Even amid a slowing economy, transactions in the video game sector have continued at a breakneck pace, setting a new record for the number of transactions in the first quarter of 2022, thanks in part to interest in blockchain-based generation and titles, according to game’s Games Investment Review.
“We are suffering from new superlatives for a record quarter,” the DDM report said.
In total, the DDM report tracked 243 investments totaling approximately $3500 million in the quarter, the highest for a first quarter and corresponding to the record number of transactions set in the last quarter of 2021.
Investments, mergers and initial public offerings in the gaming sector have been on the rise for more than a year and a half, driven through an entertainment sector that is expected to soon surpass $200 billion in global revenue, according to NewZoo, and still driven by new elegance. of investors interested in blockchain and cryptocurrency generation programs in the space.
Blockchain-based gaming and generation corporations have generated more than a portion of the investment volume, especially for early investments by non-traditional investors in the gaming industry.
M&A activity is also on the rise, with 4 deals valued at over $1 billion and $7. 9 billion in 84 deals in total. Collectively, investments and M&A transactions totaled $11. 4 billion in the quarter.
Nine of the 10 most sensible investments were made in mobile devices. According to the report, DDM also detected “a clever spring harvest of new studies and many first rounds” among the many deals for the quarter.
However, the largest personal investment of the quarter was $450 million from more than 25 investors who supported the upcoming game from Yuga Labs, author of the bestselling NFT Bored Ape Yacht Club.
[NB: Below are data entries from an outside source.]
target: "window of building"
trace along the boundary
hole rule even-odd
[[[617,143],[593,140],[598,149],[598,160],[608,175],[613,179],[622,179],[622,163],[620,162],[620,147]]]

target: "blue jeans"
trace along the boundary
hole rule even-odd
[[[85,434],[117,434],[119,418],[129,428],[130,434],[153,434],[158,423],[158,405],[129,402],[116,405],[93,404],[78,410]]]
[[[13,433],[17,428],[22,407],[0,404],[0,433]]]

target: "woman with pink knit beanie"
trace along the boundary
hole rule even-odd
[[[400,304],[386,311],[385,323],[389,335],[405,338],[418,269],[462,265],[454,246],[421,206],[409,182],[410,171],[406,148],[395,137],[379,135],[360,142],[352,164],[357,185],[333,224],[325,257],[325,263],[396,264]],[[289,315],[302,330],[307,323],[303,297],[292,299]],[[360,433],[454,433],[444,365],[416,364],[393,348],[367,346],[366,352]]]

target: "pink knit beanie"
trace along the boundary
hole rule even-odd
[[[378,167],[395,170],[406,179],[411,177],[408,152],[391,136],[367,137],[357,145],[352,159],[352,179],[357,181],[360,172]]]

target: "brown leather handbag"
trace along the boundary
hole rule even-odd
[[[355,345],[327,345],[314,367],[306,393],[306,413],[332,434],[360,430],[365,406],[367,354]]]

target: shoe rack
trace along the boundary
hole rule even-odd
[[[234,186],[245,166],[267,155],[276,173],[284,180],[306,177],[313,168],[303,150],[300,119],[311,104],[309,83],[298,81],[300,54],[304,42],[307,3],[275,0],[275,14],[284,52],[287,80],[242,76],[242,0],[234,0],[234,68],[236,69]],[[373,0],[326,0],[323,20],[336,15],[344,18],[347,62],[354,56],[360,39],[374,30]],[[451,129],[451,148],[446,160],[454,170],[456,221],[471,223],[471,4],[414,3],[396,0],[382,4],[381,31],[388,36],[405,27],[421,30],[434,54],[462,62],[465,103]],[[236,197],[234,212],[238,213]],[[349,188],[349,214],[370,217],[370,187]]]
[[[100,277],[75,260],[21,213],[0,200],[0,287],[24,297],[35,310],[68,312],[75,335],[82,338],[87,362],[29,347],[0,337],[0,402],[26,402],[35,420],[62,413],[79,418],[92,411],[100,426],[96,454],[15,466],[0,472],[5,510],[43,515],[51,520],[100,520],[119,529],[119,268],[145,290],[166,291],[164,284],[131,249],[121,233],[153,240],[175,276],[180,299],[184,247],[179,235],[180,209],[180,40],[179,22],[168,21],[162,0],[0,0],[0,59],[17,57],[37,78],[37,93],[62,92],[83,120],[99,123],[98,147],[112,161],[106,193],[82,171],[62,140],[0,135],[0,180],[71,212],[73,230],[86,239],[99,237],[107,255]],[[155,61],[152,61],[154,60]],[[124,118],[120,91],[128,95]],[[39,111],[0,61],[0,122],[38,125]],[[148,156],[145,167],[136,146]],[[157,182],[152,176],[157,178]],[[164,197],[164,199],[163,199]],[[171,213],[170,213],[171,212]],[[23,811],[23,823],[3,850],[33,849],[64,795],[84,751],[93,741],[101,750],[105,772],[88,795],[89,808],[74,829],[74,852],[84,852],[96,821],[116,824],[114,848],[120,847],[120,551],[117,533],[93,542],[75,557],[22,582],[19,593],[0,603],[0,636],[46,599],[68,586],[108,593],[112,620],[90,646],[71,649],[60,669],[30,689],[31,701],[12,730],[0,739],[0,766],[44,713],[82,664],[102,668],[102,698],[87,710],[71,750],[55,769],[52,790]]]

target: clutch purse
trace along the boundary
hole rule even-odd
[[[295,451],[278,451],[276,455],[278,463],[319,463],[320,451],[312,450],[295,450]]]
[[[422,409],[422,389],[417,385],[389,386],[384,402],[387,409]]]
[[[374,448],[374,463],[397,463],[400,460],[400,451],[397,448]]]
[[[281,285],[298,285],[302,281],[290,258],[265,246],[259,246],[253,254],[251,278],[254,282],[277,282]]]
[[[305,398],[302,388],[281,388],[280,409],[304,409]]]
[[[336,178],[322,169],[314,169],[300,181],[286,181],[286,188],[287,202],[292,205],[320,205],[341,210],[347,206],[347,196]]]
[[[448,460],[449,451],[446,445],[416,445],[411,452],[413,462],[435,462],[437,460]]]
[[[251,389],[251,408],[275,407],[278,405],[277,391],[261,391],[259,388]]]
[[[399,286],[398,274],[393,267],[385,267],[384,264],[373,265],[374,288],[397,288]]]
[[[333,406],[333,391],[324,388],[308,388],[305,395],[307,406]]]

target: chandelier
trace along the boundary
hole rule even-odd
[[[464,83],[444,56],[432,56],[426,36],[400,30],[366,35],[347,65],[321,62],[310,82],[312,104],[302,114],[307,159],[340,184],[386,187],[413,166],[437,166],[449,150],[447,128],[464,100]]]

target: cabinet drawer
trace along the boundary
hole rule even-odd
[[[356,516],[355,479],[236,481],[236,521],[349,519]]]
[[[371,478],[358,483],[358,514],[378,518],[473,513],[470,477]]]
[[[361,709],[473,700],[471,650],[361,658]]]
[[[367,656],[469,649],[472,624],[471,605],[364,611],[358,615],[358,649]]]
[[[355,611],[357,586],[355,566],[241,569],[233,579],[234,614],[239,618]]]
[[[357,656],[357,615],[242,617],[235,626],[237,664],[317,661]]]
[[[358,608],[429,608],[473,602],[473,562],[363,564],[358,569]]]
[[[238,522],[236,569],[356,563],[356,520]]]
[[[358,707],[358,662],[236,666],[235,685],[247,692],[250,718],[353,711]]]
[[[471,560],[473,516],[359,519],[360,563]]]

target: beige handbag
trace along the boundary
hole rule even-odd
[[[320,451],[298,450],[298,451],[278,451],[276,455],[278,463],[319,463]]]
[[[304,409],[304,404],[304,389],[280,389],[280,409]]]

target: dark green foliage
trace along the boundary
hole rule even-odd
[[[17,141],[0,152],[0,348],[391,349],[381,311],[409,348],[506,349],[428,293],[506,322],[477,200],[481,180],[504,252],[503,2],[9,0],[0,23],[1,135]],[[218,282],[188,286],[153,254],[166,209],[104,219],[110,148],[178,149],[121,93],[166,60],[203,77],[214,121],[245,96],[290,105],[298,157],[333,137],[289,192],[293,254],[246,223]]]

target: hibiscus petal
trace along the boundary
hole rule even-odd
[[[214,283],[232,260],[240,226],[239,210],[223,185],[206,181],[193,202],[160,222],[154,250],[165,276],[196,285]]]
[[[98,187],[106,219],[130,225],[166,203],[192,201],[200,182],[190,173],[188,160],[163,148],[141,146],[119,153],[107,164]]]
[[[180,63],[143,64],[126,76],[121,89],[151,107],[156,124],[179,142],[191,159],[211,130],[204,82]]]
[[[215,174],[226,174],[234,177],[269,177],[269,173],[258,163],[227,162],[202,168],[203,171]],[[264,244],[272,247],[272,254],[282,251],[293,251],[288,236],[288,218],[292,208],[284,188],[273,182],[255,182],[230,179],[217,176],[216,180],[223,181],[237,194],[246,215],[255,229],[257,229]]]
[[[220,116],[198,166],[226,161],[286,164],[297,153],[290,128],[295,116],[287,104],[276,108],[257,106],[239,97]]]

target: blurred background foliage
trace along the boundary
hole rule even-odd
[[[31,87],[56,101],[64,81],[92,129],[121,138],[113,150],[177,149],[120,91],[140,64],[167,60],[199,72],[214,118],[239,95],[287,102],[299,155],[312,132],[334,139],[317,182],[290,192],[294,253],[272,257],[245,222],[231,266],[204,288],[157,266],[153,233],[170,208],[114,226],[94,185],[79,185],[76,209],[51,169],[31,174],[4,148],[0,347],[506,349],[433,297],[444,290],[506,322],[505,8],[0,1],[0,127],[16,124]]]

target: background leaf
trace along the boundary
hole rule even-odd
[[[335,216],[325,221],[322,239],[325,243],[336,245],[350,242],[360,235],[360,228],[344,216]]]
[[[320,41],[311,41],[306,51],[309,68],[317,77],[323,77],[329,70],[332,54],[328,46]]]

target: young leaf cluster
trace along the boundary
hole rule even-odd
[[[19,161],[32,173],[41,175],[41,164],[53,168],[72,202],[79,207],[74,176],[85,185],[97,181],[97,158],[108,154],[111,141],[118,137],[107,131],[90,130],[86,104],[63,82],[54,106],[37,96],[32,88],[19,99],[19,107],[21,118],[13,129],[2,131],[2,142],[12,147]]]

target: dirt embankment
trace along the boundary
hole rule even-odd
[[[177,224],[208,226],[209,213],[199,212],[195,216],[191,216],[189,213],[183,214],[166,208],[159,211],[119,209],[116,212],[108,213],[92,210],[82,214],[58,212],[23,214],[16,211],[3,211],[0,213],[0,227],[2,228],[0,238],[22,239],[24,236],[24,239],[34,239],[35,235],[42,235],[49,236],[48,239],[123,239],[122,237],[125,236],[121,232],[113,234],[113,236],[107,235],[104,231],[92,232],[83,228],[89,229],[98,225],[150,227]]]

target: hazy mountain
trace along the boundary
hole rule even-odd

Overall, transactions in the blockchain sector generated $1700 million in personal investment, or 48% of the total. This doesn’t come with unusual blockchain-related projects, such as issuing initial coin offerings (ICOs) or public token towers. This is more or less in line with last quarter’s totals for the sector, which are largely focused on project launch cycles.
“What is transparent is that corporations whose gaming projects incorporate game mechanics to win, tokens and/or NFT continue to drive investment,” the report said. “The diverse nature of their stock, token and/or NFT offerings and offerings has replaced the way gaming corporations can increase their investments. “
Initial public offerings, or IPOs, have declined particularly compared to the last quarter, “in what looks similar to pre-COVID grades and is a departure from the last few quarters,” according to DDM. Two small Polish gaming corporations have gone public, while several much larger PSPC-based cars have yet to be implemented in the sector.
The dominance of notable decline since the last quarter was due to the number of IPOs, reflecting a broader cooling in this sector of industry finance, especially as enthusiasm for PSPC-based IPOs has cooled significantly over the past two years.
Despite all those prodigious numbers, the quarter’s totals may have been much higher. The report focuses on Western markets and does not include the dynamic Asian gaming industry, although DDM also has offices in Asia. In addition, the report notes: The DDM report only includes transactions that closed the quarter, rather than those that are announced.
The big deal with Microsoft may still face a regulatory hurdle, especially now that a third Democratic member of the Federal Trade Commission has been approved by the U. S. Senate. USA Take-Two said Monday in pronouncing its quarterly effects that it expects Zynga’s “transformer” deal to be reached on May 23, after shareholders of the two corporations voted later this week. Add in those mega deals and the quarter would look more like a $90 billion season.
DDM also treats mergers involving special target acquisition companies, or PSPCs, differently than other industry observers, counting as the investment price of a transaction only “what was collected in the transaction, not the next valuation of the company. “This is consistent with how we track investment data, where we track the cash collected from the transaction and, separately, its effect on the overall business price of the business.